Re: Determining shortest unique substring
Posted: Thu Jan 31, 2008 5:34 am
by VladSun
@Ambush Commander - So, have I helped you ?
PS: If you wnat to do this at DB layer, you could use a stored procedure

Re: Determining shortest unique substring
Posted: Thu Jan 31, 2008 12:23 pm
by Ambush Commander
I don't know. I have to test the function, but from a cursory glance it doesn't look like find_func() works properly? (Not really sure...)
Re: Determining shortest unique substring
Posted: Thu Jan 31, 2008 3:48 pm
by VladSun
Well, my post is a copy-paste real test ...
Re: Determining shortest unique substring
Posted: Thu Jan 31, 2008 4:09 pm
by Ambush Commander
Ok, tried it out, I see what the function is doing. It isn't however, exactly what I'm looking for. This is because even though we're looking for a unique substring, the original string is still important. In this implementation, you discard all data after you find that there is no collision. So, for example, the data is generated like this:
Code: Select all
aaa -> a
baa -> b
aab -> aa
aba -> ab
aa4 -> aa4
What I'm looking for is this:
Code: Select all
aaa -> aaa
baa -> b
aab -> aab
aba -> ab
aa4 -> aa4
because an substring like 'a' is ambiguous: it could match aaa, aab, or aa4, depending on which one was inserted first. What this also means is that each hash needs to be re-compared against the database after a new hash is inserted to ensure that there are no collisions.
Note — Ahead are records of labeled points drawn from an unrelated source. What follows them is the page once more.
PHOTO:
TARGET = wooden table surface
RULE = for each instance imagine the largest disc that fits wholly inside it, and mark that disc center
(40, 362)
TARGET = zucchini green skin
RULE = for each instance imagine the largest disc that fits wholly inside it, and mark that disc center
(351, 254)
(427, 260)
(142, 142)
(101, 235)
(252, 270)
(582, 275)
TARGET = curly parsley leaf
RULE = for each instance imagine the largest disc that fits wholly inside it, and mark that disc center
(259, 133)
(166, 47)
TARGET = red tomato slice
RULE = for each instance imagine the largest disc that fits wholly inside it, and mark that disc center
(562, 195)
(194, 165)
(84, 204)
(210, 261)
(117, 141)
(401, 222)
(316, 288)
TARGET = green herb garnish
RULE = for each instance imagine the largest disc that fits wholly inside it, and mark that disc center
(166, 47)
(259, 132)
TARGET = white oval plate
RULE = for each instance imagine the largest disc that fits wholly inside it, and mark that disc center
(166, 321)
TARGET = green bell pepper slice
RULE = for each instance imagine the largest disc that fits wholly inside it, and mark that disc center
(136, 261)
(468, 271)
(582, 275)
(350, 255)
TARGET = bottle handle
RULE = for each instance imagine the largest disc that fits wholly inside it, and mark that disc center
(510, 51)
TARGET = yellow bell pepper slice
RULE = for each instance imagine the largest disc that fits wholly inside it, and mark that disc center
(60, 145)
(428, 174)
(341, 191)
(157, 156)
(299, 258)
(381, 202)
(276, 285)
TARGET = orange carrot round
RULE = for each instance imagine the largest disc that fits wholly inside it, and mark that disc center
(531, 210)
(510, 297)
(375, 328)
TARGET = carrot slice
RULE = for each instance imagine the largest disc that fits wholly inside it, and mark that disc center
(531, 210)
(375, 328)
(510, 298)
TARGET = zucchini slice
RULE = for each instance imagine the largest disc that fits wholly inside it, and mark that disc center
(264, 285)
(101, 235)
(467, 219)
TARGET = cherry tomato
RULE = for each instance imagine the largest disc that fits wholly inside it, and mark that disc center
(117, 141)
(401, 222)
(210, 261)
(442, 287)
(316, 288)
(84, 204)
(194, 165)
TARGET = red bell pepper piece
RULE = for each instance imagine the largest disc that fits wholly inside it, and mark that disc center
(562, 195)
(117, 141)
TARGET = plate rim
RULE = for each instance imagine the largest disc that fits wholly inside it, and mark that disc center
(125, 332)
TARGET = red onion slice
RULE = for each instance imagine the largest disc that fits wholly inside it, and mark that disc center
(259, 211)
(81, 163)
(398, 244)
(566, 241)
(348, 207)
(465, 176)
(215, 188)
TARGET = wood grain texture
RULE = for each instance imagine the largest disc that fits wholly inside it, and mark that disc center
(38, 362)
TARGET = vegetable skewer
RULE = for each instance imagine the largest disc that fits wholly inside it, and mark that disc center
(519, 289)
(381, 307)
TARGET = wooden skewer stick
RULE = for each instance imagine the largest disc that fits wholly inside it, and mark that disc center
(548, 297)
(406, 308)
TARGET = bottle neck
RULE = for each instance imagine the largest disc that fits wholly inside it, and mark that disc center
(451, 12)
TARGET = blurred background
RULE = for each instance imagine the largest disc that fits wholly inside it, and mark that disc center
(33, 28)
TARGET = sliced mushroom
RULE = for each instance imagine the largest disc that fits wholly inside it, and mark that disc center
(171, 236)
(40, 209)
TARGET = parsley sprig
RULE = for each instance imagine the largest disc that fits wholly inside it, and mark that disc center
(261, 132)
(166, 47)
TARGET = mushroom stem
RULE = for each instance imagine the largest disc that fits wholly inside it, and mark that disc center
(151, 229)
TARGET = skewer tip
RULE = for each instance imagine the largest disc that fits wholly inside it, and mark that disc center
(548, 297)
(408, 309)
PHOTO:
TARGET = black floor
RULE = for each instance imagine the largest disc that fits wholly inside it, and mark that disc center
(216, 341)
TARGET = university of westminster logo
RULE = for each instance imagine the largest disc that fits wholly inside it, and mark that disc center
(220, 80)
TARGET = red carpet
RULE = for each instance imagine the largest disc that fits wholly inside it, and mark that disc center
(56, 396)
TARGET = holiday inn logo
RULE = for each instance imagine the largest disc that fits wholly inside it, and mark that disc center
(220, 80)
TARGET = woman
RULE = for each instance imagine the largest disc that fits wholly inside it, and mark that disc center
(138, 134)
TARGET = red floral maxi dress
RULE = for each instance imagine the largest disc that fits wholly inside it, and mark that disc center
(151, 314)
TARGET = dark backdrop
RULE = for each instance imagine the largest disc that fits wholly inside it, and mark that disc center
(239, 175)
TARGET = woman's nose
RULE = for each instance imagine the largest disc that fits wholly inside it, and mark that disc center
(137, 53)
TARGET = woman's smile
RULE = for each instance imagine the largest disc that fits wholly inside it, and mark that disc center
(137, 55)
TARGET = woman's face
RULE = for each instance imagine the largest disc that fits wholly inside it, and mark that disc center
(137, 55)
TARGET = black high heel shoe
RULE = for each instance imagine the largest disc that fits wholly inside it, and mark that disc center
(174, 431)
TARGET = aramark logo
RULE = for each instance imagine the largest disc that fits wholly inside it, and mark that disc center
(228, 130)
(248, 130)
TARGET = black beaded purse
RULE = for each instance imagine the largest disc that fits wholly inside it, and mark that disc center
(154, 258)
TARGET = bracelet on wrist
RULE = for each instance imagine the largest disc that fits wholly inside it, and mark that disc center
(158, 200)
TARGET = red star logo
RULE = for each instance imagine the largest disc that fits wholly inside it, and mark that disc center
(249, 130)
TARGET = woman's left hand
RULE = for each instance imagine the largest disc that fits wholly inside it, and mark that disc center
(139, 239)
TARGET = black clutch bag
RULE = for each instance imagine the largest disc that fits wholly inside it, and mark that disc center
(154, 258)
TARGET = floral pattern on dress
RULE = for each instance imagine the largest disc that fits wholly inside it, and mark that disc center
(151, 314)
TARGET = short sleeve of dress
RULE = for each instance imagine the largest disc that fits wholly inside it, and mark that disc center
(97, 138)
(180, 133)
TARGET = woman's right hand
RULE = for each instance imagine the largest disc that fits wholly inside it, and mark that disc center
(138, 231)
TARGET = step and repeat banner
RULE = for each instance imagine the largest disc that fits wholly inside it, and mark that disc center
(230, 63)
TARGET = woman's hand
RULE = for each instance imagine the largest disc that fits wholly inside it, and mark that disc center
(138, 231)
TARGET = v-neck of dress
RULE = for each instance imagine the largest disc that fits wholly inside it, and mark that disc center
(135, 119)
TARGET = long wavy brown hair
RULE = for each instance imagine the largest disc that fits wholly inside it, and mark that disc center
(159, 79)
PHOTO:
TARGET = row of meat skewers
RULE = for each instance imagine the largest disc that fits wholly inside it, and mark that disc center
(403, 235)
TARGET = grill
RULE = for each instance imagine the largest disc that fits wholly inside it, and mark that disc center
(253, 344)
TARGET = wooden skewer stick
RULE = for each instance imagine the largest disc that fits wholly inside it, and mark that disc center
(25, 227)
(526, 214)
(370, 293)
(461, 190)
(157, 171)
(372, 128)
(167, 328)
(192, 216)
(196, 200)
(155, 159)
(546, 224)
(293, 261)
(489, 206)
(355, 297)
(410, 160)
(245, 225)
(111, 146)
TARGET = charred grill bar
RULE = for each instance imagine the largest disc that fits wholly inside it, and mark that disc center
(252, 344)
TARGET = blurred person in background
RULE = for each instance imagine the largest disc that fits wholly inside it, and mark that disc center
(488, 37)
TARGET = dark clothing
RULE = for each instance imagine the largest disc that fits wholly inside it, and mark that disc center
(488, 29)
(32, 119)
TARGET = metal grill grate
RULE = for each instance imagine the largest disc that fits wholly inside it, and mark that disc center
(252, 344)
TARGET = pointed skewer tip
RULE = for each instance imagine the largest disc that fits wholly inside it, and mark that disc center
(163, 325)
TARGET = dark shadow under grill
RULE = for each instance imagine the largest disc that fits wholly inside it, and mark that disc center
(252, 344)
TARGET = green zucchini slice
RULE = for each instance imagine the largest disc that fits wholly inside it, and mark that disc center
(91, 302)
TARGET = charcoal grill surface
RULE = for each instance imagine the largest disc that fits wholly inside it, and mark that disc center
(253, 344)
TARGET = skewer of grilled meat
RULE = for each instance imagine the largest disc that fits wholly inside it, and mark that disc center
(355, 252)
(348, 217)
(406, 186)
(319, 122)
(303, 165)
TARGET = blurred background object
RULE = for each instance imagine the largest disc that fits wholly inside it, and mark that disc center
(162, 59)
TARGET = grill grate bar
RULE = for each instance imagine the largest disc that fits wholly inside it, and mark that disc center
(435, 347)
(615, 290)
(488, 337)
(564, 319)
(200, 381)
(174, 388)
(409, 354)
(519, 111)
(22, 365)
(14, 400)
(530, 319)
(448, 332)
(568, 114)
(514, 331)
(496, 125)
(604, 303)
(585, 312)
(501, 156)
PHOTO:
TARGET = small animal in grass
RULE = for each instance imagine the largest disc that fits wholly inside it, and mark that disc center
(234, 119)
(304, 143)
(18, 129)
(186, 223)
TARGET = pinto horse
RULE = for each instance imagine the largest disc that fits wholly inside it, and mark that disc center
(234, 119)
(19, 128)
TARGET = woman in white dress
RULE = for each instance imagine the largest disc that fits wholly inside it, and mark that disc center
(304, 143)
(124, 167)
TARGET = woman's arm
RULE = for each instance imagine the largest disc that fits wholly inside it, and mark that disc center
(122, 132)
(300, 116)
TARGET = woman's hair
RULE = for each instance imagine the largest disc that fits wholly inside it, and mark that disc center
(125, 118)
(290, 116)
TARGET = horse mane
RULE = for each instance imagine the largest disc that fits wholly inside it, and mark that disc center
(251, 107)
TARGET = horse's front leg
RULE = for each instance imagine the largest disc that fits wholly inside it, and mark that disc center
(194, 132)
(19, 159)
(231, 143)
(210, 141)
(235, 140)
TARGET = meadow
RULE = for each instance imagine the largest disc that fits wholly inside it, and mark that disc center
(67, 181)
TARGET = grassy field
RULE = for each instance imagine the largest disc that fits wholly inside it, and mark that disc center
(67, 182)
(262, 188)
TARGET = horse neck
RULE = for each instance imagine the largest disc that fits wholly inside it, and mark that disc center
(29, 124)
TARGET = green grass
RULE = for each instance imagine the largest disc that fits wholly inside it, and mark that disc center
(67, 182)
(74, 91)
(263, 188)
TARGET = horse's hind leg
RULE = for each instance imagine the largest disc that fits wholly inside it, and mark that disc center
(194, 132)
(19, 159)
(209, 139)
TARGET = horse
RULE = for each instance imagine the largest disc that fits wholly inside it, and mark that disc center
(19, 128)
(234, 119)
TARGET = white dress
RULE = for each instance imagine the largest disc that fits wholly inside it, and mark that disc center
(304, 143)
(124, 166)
Re: Determining shortest unique substring
Posted: Thu Jan 31, 2008 4:30 pm
by VladSun
Ambush Commander wrote:because an substring like 'a' is ambiguous: it could match aaa, aab, or aa4, depending on which one was inserted first.
I don't follow you ... I made it work as your 4-th post requires to ... Your last post and your 4-th post requirements (and I think it should be "ccc" -> "c", not-> "cc") don't match ...